# Paintings versus music



## KenOC (Mar 7, 2011)

Why can't CM be this exciting? It's always stuck me that paintings can be faked. But to write something that could be mistaken for top-drawer Beethoven, you've got to be as good as Beethoven! And anyway, there's not much money in it. From today's news:

"Prosecutors said in court filings that Rosales sold more than 60 allegedly never-before-seen works of art from some of the most renowned artists of the 20th century, including Jackson Pollock, Mark Rothko and Willem de Kooning. In fact, the paintings were fake, and Rosales knew it, prosecutors alleged."

"Prosecutors said Rosales claimed to represent a Swiss client or a Spanish collector, neither of whom existed, but instead kept most proceeds and transferred large sums to her boyfriend at the time."

A $30 million fraud!

http://www.chicagotribune.com/news/sns-rt-us-usa-art-indcitment-20130717,0,5242995.story


----------



## norman bates (Aug 18, 2010)

KenOC said:


> Why can't CM be this exciting?


CM stands for? Seriously, I don't know.



KenOC said:


> It's always stuck me that paintings can be faked. But to write something that could be mistaken for top-drawer Beethoven, you've got to be as good as Beethoven!


I disagree for many reasons. To copy a painting to me is something similar to a conductor that reproduce the music of a composer. And obviously there are paintings that are easy to fake and others that are much more complex, exactly like in music. Or you were talking of style? Think of the Albinoni's adagio.


----------



## Ingélou (Feb 10, 2013)

Literature can be forged - paintings can be faked - and I'd have thought classical music could be too. What usually gives a forgery away (though there may be many undetected) is the use of too-modern ink or paper or it being obviously based on an existent piece. These days, I suppose, if a forger claimed to have discovered a new piece by Byrd or whoever, they'd have to fake a manuscript source as well - be an expert in many more fields than music to get away with it. 

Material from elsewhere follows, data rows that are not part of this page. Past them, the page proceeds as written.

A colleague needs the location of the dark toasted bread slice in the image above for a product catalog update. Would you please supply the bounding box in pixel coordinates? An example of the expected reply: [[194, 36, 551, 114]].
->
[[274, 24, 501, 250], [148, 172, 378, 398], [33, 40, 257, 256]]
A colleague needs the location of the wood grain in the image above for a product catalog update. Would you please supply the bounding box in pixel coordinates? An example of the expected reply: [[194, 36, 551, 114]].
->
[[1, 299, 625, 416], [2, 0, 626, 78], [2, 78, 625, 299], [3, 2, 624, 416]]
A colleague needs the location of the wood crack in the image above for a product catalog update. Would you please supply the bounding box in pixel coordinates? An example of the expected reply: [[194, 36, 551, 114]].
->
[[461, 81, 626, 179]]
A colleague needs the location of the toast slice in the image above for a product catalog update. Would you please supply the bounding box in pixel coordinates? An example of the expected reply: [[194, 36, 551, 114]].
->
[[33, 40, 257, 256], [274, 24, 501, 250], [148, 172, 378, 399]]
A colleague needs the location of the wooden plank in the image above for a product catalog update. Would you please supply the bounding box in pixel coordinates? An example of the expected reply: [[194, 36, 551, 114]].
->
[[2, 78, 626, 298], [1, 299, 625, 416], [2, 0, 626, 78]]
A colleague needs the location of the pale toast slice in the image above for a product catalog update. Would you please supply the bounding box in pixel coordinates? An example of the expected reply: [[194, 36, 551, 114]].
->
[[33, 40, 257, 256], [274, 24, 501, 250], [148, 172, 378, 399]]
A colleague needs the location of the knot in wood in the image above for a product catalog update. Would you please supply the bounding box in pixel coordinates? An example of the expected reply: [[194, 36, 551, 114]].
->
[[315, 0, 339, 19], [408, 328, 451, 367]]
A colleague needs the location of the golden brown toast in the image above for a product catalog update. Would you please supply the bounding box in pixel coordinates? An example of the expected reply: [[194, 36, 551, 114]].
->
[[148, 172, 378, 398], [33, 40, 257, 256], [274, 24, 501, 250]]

But I daresay there 'are' forged works. In Suzuki Book 2, there's a Gavotte attributed to Lully - it's what alerted me to his existence - but when I bought the Suzuki background book published recently, I found that it's not by Lully at all. Typically, Jean-Baptiste laid claim to any composed works newly published!


----------



## Art Rock (Nov 28, 2009)

norman bates said:


> CM stands for? Seriously, I don't know.


Classical Music seems a reasonable assumption....


----------



## norman bates (Aug 18, 2010)

Art Rock said:


> Classical Music seems a reasonable assumption....


you're probably right, and now I feel a bit stupid


----------